Bänke für den Ortskern: Bürgermeinung gefragt
410 Sitz-Stimmen gehen ein

SEnden -

Kollektives Probesitzen: Die Sendener beteiligten sich rege an der Möglichkeit, an der Auswahl der Bänke für den Ortskern mitzuwirken. Nun hat die Politik, die auch den Inklusionsbeirat einbezieht, das letzte Wort.

Freitag, 05.10.2018, 13:10 Uhr
Veröffentlicht: Freitag, 05.10.2018, 13:10 Uhr
Bitte Platz nehmen: Der Aufforderung zum Probesitzen und Abstimmen kamen viele Sendener nach.
Bitte Platz nehmen: Der Aufforderung zum Probesitzen und Abstimmen kamen viele Sendener nach.

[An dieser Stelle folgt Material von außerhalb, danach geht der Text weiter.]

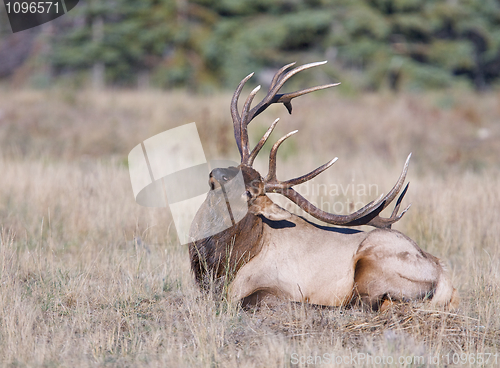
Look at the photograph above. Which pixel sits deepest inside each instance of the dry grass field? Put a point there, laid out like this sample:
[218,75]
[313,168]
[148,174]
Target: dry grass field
[88,278]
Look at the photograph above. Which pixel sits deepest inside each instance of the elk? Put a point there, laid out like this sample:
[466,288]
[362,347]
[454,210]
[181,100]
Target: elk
[271,251]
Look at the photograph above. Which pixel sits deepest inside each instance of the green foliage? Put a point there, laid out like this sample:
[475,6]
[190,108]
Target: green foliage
[205,44]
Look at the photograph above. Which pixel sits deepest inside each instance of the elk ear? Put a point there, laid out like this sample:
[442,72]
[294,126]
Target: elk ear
[262,205]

Foto: di

Großes Echo: „Die Befragungsaktion zu den Sitzbänken im Ortskern war ein voller Erfolg“, resümiert Bürgermeister Sebastian Täger in einer Pressemitteilung der Gemeinde. „Insgesamt haben sich 410 Personen an der Umfrage beteiligt. Das ist wirklich eine tolle Resonanz“, werden Niklas Esser und Melanie Baßenhoff von der Wirtschaftsförderung der Gemeinde in dem Pressetext zitiert.

Unter dem Motto „Bitte nehmen Sie Platz! – Ihre Meinung zählt!“ hatte die Kommune zum kollektiven Probesitzen eingeladen. Die Bürger durften zwischen drei Musterbänken wählen und sich so in den Entscheidungsprozess, welches Modell im Zuge der Neugestaltung des Ortskerns aufgestellt werden soll, aktiv einbringen. Eine Teilnahme an der Befragung war sowohl online über die Homepage der Gemeinde als auch per Stimmzettel möglich.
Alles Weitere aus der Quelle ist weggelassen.